C’était une demande de longue date des pays en développement qui ne sont pas responsables du changement climatique mais qui en subissent le plus les dégâts qu’il faut réparer, si bien que l’argent manque alors pour d’autres investissements.
Le fonds pertes et préjudices est donc censé répondre à ce problème alimenté par les pays riches pour financer des projets de réparations à la suite de catastrophes climatiques, expliquent Géraud Bosman et Simon Rozé, du service environnement de RFI. Ses premiers versements devraient être validés cette semaine pour des projets en Haïti, en Jamaïque, en Côte d’Ivoire et au Nigeria. Quatre projets seulement, c’est peu, vu le nombre de demandes déposées.

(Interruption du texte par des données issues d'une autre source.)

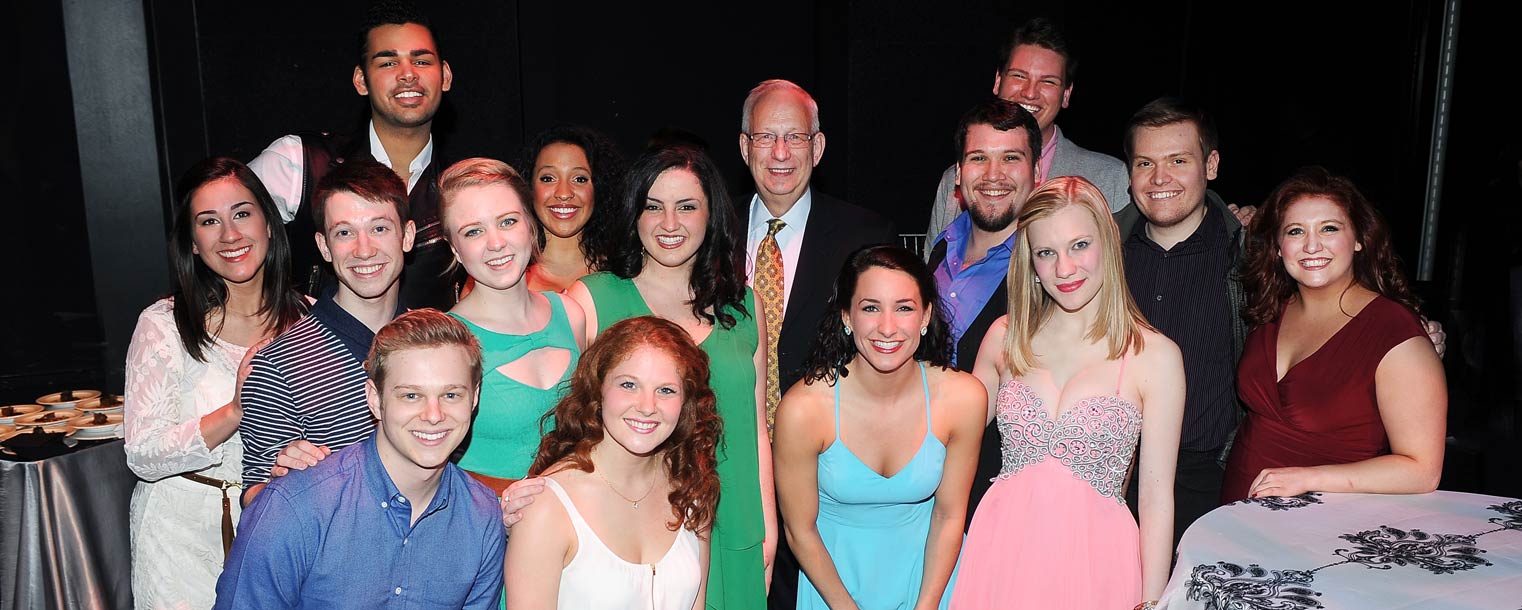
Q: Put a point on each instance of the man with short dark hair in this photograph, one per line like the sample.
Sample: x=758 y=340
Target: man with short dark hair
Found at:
x=1037 y=72
x=306 y=387
x=388 y=521
x=404 y=78
x=999 y=146
x=1183 y=250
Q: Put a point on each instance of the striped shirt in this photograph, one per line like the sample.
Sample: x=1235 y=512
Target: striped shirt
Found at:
x=306 y=384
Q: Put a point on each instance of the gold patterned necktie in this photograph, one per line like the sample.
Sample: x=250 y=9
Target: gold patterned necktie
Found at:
x=769 y=285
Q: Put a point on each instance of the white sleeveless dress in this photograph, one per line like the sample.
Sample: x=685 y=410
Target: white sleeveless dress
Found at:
x=597 y=578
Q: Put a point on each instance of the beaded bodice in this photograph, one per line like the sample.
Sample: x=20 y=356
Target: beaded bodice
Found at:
x=1095 y=438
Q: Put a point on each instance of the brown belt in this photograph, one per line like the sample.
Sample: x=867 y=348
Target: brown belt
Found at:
x=227 y=507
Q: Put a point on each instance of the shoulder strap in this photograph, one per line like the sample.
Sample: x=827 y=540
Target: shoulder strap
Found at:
x=837 y=406
x=1122 y=376
x=924 y=382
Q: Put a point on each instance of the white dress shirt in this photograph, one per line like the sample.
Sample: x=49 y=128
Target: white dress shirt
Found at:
x=789 y=239
x=282 y=165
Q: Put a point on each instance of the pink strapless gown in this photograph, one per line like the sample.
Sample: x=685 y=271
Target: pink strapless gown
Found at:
x=1053 y=531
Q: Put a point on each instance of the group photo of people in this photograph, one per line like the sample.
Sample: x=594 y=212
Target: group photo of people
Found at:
x=597 y=376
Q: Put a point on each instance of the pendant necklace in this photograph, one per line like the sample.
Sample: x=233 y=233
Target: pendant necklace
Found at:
x=633 y=501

« Le grand nombre de demandes qui ont été déposées – il y en a eu 198 – illustre bien les besoins sur le terrain. L’enveloppe actuellement attribuée ne s’élève cependant qu’à 250 millions de dollars, contre des besoins estimés à près de trois milliards, si l’on additionne toutes les demandes reçues, constate Brenda Mwale, membre de la Collaboration sur les pertes et préjudices, une organisation de la société civile. On doit donc trouver un moyen d’abonder ce fonds, sans quoi on ne pourra pas répondre aux besoins des pays en développement. »
Car les pays riches rechignent à mettre la main à la poche : alors que qu’un peu plus de 800 millions de dollars ont été promis depuis la création du fonds il y a deux ans et demi, seule la moitié a effectivement été versée à ce stade.